On 14 November 1899 (effective 1900) Germany transferred Choiseul, Santa Isabel, the Shortlands and Ontong Java Islands to the British Solomon Islands, but retained Bougainville and its surrounding islands as part of the Treaty of Berlin (1899). Germany granted the claim in exchange for the British giving up all claims to Samoa.

The Roman Catholic Prefecture Apostolic of the Northern Solomon Islands was established on 23 May, 1898, by separation from the Vicariate Apostolic of New Pomerania, including the Islands of Ysabel, Choiseul, Bougainville, and all the islets under German protectorate.

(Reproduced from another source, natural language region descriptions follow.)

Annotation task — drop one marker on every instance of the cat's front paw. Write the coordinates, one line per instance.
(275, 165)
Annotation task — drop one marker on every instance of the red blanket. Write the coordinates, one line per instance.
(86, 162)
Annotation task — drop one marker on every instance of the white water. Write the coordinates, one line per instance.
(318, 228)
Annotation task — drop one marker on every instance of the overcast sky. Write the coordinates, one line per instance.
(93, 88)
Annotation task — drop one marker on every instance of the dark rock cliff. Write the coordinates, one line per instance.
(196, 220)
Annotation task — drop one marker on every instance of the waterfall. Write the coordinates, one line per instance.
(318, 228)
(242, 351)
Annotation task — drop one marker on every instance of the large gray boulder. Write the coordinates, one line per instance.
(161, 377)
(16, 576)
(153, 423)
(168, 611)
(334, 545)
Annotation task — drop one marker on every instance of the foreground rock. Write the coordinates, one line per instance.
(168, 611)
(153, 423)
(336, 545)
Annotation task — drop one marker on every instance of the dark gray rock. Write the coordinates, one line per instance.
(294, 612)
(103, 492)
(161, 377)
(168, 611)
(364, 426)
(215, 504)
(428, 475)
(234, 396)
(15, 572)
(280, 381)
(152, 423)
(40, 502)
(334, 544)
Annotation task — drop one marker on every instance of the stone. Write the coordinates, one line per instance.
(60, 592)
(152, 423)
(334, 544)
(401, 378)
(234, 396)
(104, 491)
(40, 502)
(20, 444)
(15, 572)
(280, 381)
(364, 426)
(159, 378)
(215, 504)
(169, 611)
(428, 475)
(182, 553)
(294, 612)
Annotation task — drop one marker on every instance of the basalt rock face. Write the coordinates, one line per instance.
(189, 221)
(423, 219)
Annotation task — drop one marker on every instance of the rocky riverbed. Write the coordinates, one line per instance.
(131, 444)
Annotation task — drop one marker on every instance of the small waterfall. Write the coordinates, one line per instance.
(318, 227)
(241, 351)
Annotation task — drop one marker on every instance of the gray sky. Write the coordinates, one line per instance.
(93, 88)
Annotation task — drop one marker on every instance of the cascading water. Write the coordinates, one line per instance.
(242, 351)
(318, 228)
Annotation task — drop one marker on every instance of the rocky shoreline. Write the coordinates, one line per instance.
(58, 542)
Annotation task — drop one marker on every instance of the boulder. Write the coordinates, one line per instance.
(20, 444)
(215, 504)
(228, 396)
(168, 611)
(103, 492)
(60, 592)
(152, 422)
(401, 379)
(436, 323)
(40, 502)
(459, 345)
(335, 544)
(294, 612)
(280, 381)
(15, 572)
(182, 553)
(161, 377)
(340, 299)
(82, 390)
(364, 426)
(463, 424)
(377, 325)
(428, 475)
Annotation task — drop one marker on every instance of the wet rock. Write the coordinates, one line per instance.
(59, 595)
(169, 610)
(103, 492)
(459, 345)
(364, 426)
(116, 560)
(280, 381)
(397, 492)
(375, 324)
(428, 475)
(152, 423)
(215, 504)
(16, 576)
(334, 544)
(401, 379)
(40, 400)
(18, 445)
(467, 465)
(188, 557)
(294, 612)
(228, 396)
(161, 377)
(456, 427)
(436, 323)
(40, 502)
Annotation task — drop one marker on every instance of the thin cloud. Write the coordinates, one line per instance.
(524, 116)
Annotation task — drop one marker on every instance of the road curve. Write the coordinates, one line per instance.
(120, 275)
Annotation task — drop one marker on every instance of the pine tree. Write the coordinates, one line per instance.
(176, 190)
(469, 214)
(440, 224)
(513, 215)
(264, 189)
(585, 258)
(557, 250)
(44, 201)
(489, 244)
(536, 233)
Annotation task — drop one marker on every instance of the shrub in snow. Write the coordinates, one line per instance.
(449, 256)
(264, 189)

In 1897 the islands were put under the jurisdiction of Mgr Broyer, Vicar Apostolic of Samoa, and in 1898 formed into a new prefecture under Mgr Joseph Forestier, who resided at Kieta, on Bougainville Island. Fever was so prevalent at the mission that most of the fathers who went to the islands in 1898 were carried off by disease.

In 1911 the mission contained: 3 churches; 3 stations; 10 Marist Fathers; 5 lay brothers; 7 sisters of the Third Order of Mary; 2 Samoan catechists; 5 Catholic schools, with 140 pupils; 2 orphanages; and a few hundred Catholics. The Marist missionaries belonged to the Province of Oceania, the superior of which resided at Sydney, New South Wales.